For newcomers to the term, Klezmer refers to a form of music associated with Eastern European Jews but while eminent musicologists may debate and indeed argue over the exact roots of the genre, the more sensible amongst us will just listen and enjoy. Having first played this album in a car full of musicians, the review quickly took on a life of its own. While acting as an introduction to Klezmer to several of the passengers, it met with immediate and universal approval, which is not necessarily the case with all vehicular located listening choices. The comments received echoed and confirmed everything that may already have been written or said about the five people who make up the quartet (check out their website maths fans). From the virtuosity of the individual members to the quality of the arrangements, the vibrancy of the performances, the whole album was a shared delight and went on a quickly requested repeat.

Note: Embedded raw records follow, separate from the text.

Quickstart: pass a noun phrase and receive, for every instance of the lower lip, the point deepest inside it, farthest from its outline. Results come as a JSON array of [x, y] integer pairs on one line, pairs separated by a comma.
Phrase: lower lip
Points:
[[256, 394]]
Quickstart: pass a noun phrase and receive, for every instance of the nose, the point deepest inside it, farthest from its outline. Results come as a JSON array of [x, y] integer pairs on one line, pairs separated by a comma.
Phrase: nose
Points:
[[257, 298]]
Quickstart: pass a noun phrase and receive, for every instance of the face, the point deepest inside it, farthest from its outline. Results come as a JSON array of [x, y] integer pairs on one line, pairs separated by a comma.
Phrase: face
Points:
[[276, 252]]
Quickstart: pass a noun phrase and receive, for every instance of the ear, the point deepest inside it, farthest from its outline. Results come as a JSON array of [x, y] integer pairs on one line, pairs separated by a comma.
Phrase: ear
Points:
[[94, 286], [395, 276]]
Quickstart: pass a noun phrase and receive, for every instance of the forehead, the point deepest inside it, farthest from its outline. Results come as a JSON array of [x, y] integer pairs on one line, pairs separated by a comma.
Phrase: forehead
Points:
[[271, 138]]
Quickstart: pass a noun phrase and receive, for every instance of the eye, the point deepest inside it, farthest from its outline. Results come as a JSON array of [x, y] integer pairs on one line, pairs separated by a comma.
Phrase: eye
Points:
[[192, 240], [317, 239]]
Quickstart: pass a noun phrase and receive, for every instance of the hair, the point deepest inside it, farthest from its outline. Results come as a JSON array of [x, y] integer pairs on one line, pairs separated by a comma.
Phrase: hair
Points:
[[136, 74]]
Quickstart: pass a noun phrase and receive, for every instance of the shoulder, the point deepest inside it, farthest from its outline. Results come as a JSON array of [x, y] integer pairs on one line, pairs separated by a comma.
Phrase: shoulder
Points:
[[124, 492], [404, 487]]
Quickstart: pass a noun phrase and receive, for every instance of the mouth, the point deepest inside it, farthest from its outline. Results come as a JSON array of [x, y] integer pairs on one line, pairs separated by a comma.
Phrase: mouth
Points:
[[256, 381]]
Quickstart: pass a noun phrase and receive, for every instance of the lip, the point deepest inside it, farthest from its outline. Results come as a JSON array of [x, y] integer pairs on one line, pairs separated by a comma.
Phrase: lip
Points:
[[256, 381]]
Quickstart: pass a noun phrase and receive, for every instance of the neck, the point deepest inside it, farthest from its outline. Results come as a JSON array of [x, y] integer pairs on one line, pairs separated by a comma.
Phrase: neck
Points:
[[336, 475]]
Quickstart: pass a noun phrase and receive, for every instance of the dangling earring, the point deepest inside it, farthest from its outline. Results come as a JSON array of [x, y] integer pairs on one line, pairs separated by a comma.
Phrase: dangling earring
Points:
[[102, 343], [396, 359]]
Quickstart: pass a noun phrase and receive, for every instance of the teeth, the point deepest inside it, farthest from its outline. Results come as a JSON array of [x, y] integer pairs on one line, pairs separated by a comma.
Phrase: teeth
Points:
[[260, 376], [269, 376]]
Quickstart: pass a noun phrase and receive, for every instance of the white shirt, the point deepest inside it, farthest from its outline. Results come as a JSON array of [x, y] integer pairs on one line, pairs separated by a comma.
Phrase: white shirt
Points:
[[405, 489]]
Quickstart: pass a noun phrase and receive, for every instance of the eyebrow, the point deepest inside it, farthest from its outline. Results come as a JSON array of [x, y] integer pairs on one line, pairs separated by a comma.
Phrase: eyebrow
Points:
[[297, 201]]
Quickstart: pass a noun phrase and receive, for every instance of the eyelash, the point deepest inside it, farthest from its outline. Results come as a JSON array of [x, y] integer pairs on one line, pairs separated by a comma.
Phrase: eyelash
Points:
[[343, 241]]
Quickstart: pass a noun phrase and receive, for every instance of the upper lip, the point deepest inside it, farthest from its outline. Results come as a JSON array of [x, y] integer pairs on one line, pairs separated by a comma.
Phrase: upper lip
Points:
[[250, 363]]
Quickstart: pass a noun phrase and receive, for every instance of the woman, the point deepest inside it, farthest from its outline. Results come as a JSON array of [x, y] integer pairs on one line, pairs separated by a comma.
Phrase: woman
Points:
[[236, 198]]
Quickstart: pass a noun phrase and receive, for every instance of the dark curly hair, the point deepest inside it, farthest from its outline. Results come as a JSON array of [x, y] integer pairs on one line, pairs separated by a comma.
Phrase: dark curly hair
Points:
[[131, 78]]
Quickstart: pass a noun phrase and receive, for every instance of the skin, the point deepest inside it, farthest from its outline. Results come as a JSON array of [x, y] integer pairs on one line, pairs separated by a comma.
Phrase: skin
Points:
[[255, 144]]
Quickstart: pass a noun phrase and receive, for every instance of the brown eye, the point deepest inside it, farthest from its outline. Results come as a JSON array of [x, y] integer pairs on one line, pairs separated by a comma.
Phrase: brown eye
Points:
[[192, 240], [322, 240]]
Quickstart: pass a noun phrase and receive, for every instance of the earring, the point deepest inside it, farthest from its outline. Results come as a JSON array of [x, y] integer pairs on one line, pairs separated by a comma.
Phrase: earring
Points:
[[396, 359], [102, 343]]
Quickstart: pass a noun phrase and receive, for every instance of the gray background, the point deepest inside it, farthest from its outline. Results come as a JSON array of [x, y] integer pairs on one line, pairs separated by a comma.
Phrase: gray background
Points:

The latter point is worth exploring, in that the album lasted much of the journey from a meeting point in Warrington to downtown Oswestry, comprising 17 tracks (albeit containing a welcome reprise of first track, Dobridden, at the end), reflecting the Klezmer experience in all its moods – from sorrow to exuberance, despair to joy, with room for playfulness and humour.

Highlights are almost too many to mention but the perfect timing of The Summertime Waltz was much admired and Susi Evans drew particular praise for her clarinet contribution to The Inn Keeper's Wife and her foot tapping part in Clackety-Clack Bulgar as both brought expressions of delight from the back seat.

The LKQ are 8 years young, have a deservedly worldwide presence and this, their 4th release, is ostensibly a concept album, telling the story of a klezmer band's 24 hours in a small town, although we will have to take their word for It. Where songs feature vocals, Indra Buraczewska delivers with both depth and beauty but the lyrics are impenetrable to those of us with a restricted linguistic range – not that this detracts from the overall experience. There is even a jazz tinged intro that just hints at the arrival of Tom Waits but his non-appearance is quickly overlooked as the music flows ever onward.

A more lyrical companion described the album as containing 'music the texture of twilight' and while that meaning may be equally obscure, it does sum it up perfectly.

Take some friends for a drive with the London Klezmer Quartet, if they don't thank you, find new friends.